Sunday, 4 October 2009

TV

House
5x09 Last Resort
5x10 Let Them Eat Cake
5x11 Joy to the World
It's funny seeing House do clinic duty in Joy to the World -- his enforced clinic hours used to be such a major part of the show, and one of its best sources of humour, that putting him back there for a bit this episode just reminds you what's lost. These days, I suppose, it's been replaced by the detailed story arcs afforded to almost every regular character.
Also nice to see was the criticism of America's wealth-based healthcare system in Last Resort, which is also one of the best House episodes ever for reasons far too numerous to list.
(For those interested (but also somehow missed it...), season six started on Sky1 tonight.
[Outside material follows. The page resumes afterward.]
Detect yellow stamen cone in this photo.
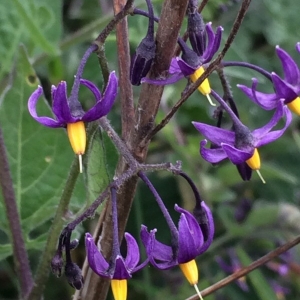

At my current rate I should be caught up in time for episode two, as planned.)

How I Met Your Mother
1x20 Best Prom Ever

Last Chance to See
Part 3 Aye-Aye
[Watch it (again) on iPlayer.]

Films

Shadow of the Vampire (2000)
[#56 in 100 Films in a Year 2009]
Recorded from BBC Four, who appear to have cut seven minutes out of the middle -- it was that much shorter than the listed PAL running time and the ending didn't make much sense. That said, the only detailed plot description I could find didn't mention anything I hadn't seen, so who knows?

Fiction

Dean Koontz's Frankenstein - Book Three: Dead and Alive by Dean Koontz
Chapters 12 - 18

Asides and little details are all well and good for fleshing out a world and its characters, but you do have to wonder if the reader really needs whole chapters like the one describing an obscure, little-known restaurant and what two characters eat there while waiting around for something to happen. Of course, said restaurant and/or said food may be of importance later, rendering this as important foreshadowing or set-up rather than time-wasting, pointless detail, but unfortunately I don't think such usefulness is guaranteed.

Presumably such unrelated asides spring from Koontz feeling the need to regularly remind his reader about each of the half-dozen (or so) plot threads he has running currently, even if there's nothing to report from that particular thread yet. But perhaps he'd be better off trusting the reader to remember the characters until they actually have a role to play, rather than merely reminding us of their continued existence through an unnecessary bit of nothing, especially when there are several other characters and situations where interesting -- and relevant -- events no doubt continue to unfold.